In various political movements, science and religion have become wed: any science fiction that is progressive, leftist, socialist, or Marxist in nature would seem to have been born from that union. Science fiction certainly has its gnostic progenitors and practitioners, including Joseph Smith, Madame Blavatsky, Richard S. Shaver, L. Ron Hubbard, and even Charles Fort. In one of his comments, Mr. Stafford pointed out that Philip K. Dick "is frequently cited as gnostic, especially [in] The Three Stigmata of Palmer Eldritch." I'm sure there are other gnostic authors, novels, and characters, including Weston, the villain in C.S. Lewis' Space Trilogy.

Randy Stafford also wrote: "I think Brian Aldiss had the notion that [science fiction] was essentially gothic." Mr. Aldiss put forth that idea, I think, in his book The Billion Year Spree: The True History of Science Fiction (1973). (Unfortunately I don't have a copy of this book.) Here is a quote from that fount of all knowledge, Wikipedia, from Mr. Aldiss' book:
Science fiction is the search for a definition of man and his status in the universe which will stand in our advanced but confused state of knowledge (science) and is characteristically cast in the Gothic or post-Gothic mode.
There is plenty of gothic science fiction to be sure, from Frankenstein (1) to Neuromancer to Star Wars: The Rise of Skywalker, which might be the most gothic of all of the Star Wars movies so far. (This is assuming that Star Wars is science fiction and not something else.) (2) Now I have this, from a book I picked up over Christmastime:
Science fiction does not tend to support a given political establishment, but on a deeper level it almost invariably backs the basic tenet of Western civilization: that is, the concept that the individual man is worth more than the organization--whatever it may be--and that nothing is more important than human freedom. (3)
So according to whom you believe, science fiction is essentially gnostic, or gothic, or classically liberal. I'm not sure that any two of these things are easily reconcilable. I'm more inclined to think that some science fiction is gnostic, some gothic, some classically liberal, and some other things altogether. It's probably too simplistic to say that science fiction is all basically one thing--not that anyone is saying that, I guess.
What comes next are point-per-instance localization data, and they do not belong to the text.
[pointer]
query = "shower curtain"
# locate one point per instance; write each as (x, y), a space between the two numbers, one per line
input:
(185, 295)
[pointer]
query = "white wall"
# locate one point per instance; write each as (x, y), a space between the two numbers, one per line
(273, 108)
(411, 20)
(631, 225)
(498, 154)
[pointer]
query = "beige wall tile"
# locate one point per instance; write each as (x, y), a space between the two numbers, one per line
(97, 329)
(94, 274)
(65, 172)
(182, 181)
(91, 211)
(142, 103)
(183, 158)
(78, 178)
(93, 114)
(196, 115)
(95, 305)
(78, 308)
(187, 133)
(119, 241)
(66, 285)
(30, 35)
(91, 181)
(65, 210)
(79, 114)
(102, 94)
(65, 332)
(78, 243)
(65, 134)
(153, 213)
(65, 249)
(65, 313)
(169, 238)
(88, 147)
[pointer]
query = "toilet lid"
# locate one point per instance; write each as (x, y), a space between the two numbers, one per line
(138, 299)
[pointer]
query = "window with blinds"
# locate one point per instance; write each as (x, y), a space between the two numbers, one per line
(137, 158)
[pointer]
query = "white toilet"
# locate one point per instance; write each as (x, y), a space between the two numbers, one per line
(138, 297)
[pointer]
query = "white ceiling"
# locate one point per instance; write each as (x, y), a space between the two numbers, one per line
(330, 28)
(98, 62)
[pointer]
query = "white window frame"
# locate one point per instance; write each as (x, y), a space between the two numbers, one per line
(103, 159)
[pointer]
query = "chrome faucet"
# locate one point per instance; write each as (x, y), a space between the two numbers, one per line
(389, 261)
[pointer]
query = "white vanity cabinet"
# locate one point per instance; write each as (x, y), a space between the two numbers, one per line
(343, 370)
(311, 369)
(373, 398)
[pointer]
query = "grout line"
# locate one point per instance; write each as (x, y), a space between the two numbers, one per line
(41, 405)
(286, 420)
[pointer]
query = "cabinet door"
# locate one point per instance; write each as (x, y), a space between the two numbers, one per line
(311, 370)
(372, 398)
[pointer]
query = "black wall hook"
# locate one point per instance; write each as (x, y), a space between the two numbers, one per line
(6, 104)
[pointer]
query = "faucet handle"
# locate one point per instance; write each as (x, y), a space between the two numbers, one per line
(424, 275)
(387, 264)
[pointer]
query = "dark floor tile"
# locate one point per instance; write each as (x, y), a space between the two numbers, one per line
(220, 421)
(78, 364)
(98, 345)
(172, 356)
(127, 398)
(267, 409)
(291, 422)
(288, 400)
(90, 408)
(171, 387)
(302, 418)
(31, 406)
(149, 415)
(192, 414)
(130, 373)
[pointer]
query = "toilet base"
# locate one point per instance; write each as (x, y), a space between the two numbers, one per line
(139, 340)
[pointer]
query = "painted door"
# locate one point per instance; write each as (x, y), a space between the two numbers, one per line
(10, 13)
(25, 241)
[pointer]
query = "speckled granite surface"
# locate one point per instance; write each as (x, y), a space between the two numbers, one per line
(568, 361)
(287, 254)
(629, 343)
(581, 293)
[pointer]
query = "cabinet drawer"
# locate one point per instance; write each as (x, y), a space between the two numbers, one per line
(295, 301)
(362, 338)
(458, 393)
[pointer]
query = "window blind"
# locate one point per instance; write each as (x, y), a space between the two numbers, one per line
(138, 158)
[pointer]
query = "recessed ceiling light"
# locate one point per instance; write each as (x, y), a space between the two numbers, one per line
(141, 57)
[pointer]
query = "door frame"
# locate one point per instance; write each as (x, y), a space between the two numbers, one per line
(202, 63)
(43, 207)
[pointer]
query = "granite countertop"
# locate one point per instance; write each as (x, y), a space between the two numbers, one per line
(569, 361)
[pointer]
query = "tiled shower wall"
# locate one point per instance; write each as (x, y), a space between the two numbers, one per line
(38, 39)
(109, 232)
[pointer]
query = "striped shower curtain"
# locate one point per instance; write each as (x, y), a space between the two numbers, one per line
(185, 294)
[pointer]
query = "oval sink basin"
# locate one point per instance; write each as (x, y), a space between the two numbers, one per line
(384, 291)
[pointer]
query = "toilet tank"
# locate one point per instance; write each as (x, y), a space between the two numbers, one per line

And here's a thought: why do we not have theorizing like this about weird fiction? Could it be that weird fiction comes from a pre-intellectual or pre-academic culture? Is weird fiction, being an essentially conservative genre, necessarily anti-intellectual and so defies this kind of theorizing?

Notes
(1) Frankenstein is subtitled The Modern Prometheus. I think that like Frankenstein's monster, Mary Shelley's book is a hybrid: a proto-science fiction novel and a gothic romance. Well, as it turns out Ayn Rand's protagonist in Anthem, Equality 7-2521, takes the name Prometheus once he has gained--or made--his freedom. The theme, I think, is much the same in both books as in so much of our popular literature: a man reaching for godlike power. In Frankenstein, written perhaps by a closeted conservative, he falls short, but in Anthem, a book by an atheist and innovator, he may yet succeed. In any case, Anthem is a dystopian/post-apocalyptic novel, a genre that is very often gothic in its mood and imagery. Even 1984 has its gothic elements.
(2) The scenes in Star Wars: The Rise of Skywalker that take place on the planet of the Sith are obviously infused with gothicism. They remind me of the drawings of Piranesi, more yet like images from Barlowe's Inferno by Wayne Douglas Barlowe. As for the Sith themselves, well, they are ghost-like or wraith-like figures in black robes and hoods (hoodies like the guy pirating the movie in the public service announcements before it begins) and chant like they're in Carmina Burana. Their world waits in darkness and drips with decay. William Basinski could easily have composed the score for their part of the movie.
(3) From "The Role of Science Fiction" by Ben Bova in Science Fiction: Today and Tomorrow, A Discursive Symposium, edited by Reginald Bretnor (Baltimore, MD: Penguin Books, 1974), p. 11.